Angekündigtes LKW Fahrverbot auf B126 ist nur ein Placebo!
Viel wurde in den letzten Wochen über das, von LR Steinkellner bisher nur angekündigte, LKW-Fahrverbot entlang der B126 diskutiert. Die Betroffenen an der B126 sind dafür, die Rohrbacher Wirtschaft dagegen und die Freistädter an der noch nicht fertigen S10 zurzeit noch dagegen.
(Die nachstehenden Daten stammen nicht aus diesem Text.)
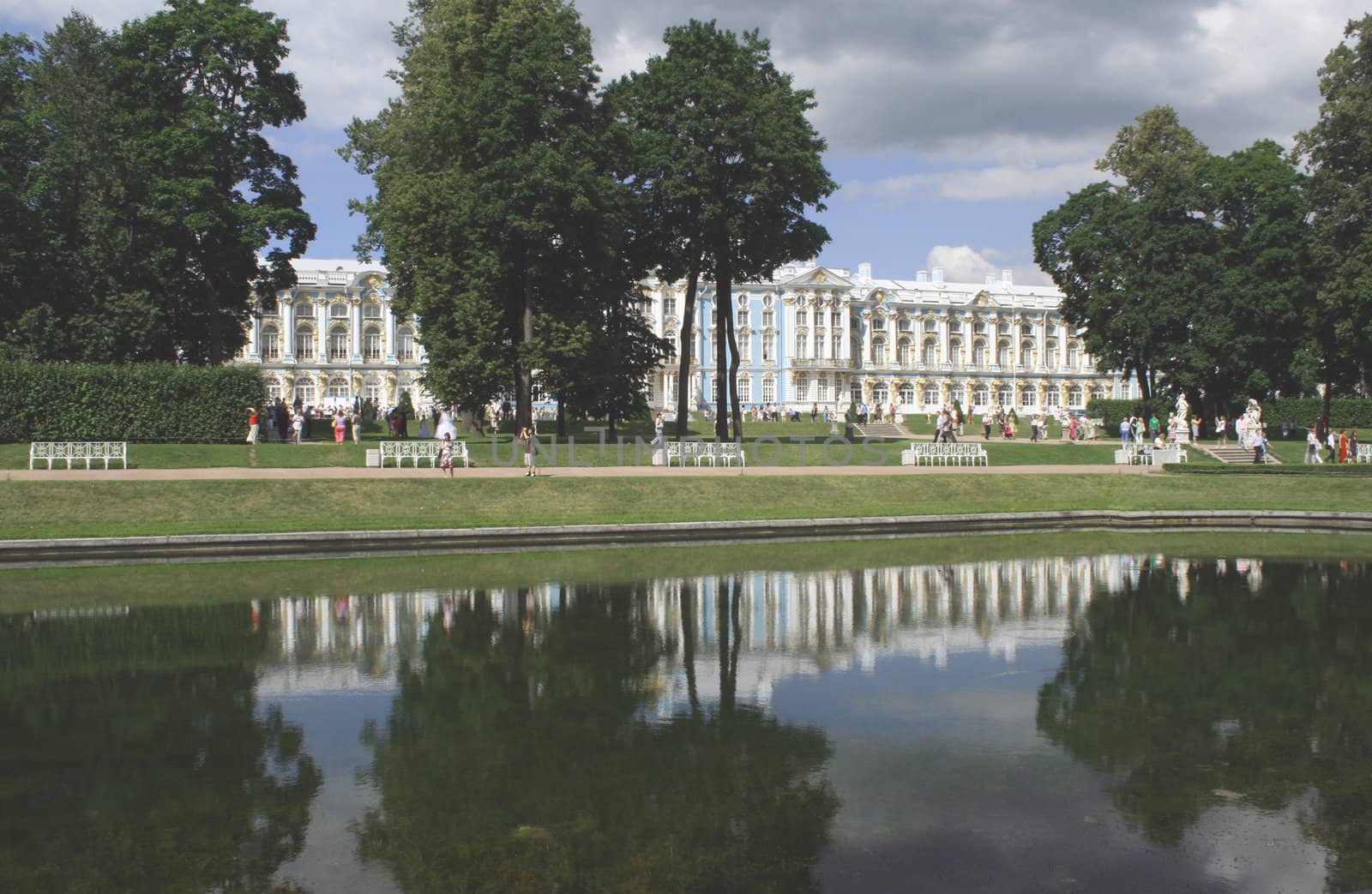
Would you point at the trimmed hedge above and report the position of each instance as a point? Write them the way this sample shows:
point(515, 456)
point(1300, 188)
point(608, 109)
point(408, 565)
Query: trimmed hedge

„Auch Seitens der Zwettler SPÖ begrüßen wir das Fahrverbot als eine Maßnahme in die richtige Richtung!“, so der Zwettler SPÖ Vorsitzende Ing. Herbert Enzenhofer, „Nur sollten wir uns die von LR Steinkellner vorgelegten Zahlen genauer ansehen!“ Steinkellner spricht von rund 13.100 Fahrzeugen pro Tag, der Anteil des Schwerverkehrs beträgt dabei etwa 6,4 Prozent – in Zahlen ausgedrückt sind das 838 Fahrten in 24 Stunden. Bei einer angenommen gleichmäßigen Verteilung fährt also alle 1,7 Minuten ein LKW durch Zwettl. Wenn nun von einer möglichen Verlagerung auf die S10 von 14 Prozent ausgegangen werden kann, wie in den Unterlagen des Verkehrslandesrates zu entnehmen ist, dann sind das knapp 5 LKW Fahrten pro Stunde weniger – es fährt dann also alle 2 Minuten anstatt der bisher 1,7 Minuten ein LKW durch Zwettl.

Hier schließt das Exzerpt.